It is not easy to purchase property in the UK, especially if you have a bad credit history or have filed for bankruptcy in the past. Lenders are reluctant to provide loans to such consumers because such cases involve high risk for them.
Because most people usually suffer from debts or bad credit history, the government realised this problem of the people and came up with various schemes to provide them with ease. One of those schemes is the Shared Ownership.
In the Shared Ownership, people with bad credit standing can make a nominal amount of deposit or those who cannot take out a very big mortgage loan up to one property can have mortgage loan up to one share.
This share is commonly up to one quarter, one half or three quarters. The remaining share is owned by the government housing institutions. The consumer who takes out the loan then pays rent of the shares which he or she does not own to the government housing institutions.
Moreover, if you started by owning 25% share in the property and later on your financial conditions becomes better then you can increase your share to up to 50%, 70% or even up to 100% means can become the sole owner of the property.
The more share in the property you will acquire, the lesser rental payments you will have to make to the government housing institutions.
The above-mentioned scheme is available for people in the UK who are purchasing property first time in their lives, who owned property before, do not own one right now or cannot presently afford to purchase right away, have already availed the government scheme of shared ownership and want to avail another or people who have salaries lesser than £80,000 per year.
For people who have a bad credit rating, it may be a little difficult for them to qualify for the shared ownership scheme. It is just that lenders feel very shaky when they are making deals with people who had debts in the previous times, filed for bankruptcy or have adverse credit standing.
They fear if that consumer will be able to make timely repayments.
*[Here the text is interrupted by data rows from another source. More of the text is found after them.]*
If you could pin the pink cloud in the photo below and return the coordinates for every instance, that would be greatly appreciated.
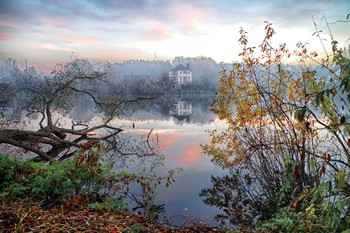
(4, 37)
(53, 22)
(81, 41)
(189, 17)
(157, 32)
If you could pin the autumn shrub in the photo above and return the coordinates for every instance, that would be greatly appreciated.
(87, 177)
(285, 137)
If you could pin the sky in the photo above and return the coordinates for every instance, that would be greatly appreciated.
(46, 32)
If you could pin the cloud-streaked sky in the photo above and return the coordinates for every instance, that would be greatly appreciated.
(49, 31)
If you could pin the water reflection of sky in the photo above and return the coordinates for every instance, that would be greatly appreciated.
(180, 143)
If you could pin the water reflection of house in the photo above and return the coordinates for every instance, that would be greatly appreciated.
(181, 110)
(181, 75)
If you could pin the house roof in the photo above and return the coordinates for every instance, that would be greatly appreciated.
(179, 67)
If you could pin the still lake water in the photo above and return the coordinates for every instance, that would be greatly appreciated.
(181, 124)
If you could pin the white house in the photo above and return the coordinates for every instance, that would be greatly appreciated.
(181, 110)
(181, 75)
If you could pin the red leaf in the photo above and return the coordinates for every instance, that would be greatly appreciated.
(302, 156)
(323, 169)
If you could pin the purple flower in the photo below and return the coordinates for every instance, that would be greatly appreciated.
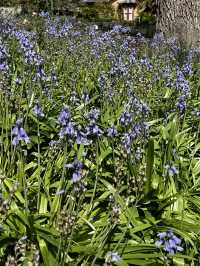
(76, 167)
(93, 115)
(19, 133)
(93, 130)
(171, 170)
(127, 142)
(112, 257)
(169, 241)
(126, 118)
(112, 131)
(64, 116)
(37, 110)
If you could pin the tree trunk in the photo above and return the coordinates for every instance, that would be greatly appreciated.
(180, 18)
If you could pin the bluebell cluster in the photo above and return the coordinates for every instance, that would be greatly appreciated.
(76, 168)
(19, 133)
(169, 241)
(112, 258)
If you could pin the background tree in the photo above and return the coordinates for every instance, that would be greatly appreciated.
(180, 18)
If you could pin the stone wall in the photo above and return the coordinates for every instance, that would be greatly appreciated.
(8, 12)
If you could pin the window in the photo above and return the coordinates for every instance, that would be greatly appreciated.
(128, 13)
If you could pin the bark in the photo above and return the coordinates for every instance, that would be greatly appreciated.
(180, 18)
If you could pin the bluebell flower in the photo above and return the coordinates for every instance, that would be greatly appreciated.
(127, 141)
(93, 115)
(76, 168)
(169, 241)
(126, 118)
(37, 110)
(112, 257)
(112, 131)
(64, 116)
(19, 133)
(181, 103)
(171, 170)
(93, 129)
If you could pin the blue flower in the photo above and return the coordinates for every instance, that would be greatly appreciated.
(171, 170)
(37, 110)
(64, 116)
(112, 257)
(126, 118)
(169, 241)
(19, 133)
(76, 167)
(112, 131)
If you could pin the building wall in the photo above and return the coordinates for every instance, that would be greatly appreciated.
(116, 8)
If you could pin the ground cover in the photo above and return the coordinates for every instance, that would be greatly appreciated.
(100, 161)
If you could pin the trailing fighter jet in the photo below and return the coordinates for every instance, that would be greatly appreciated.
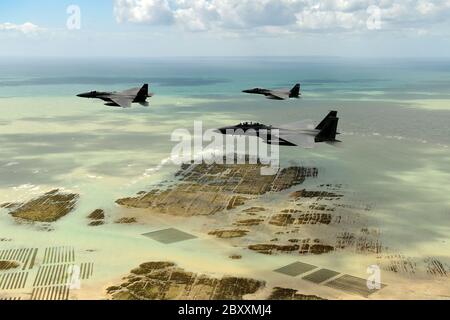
(122, 99)
(291, 135)
(277, 94)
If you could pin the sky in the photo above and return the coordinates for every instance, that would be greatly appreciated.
(160, 28)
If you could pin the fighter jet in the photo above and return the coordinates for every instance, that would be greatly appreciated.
(122, 99)
(277, 94)
(291, 135)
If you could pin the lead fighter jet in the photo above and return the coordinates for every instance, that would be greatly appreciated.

However, this should not discourage people with adverse credit history to give up on applying for a shared ownership mortgage.
What will happen is that the lender may ask you to make a higher amount of deposit to up to 15% of the total amount of loan or ask you to make payments at a higher interest rate.
Now all you need to worry about is to prove the lender or the government institution who is offering shared ownership scheme that you can afford the mortgage payments and what happened in the past with your credit standing will not happen again in the future.
Before you apply for any mortgage loan, it is better to get a clear picture of your credit score. You should keep an updated copy of your credit report which you can show to the lender. This report can be obtained by credit reference providing agencies which are Call Credit, Experian, Equifax and many others.
You can also take assistance from mortgage brokers who can guide you regarding your bad credit and how you can avail shared ownership.
They will help in making your credit standing better and how you should approach the lender who will provide you with easy policies on the mortgage loans.
In lieu of providing expert advice, they will charge you nominal fees, which should not be a problem for you to pay.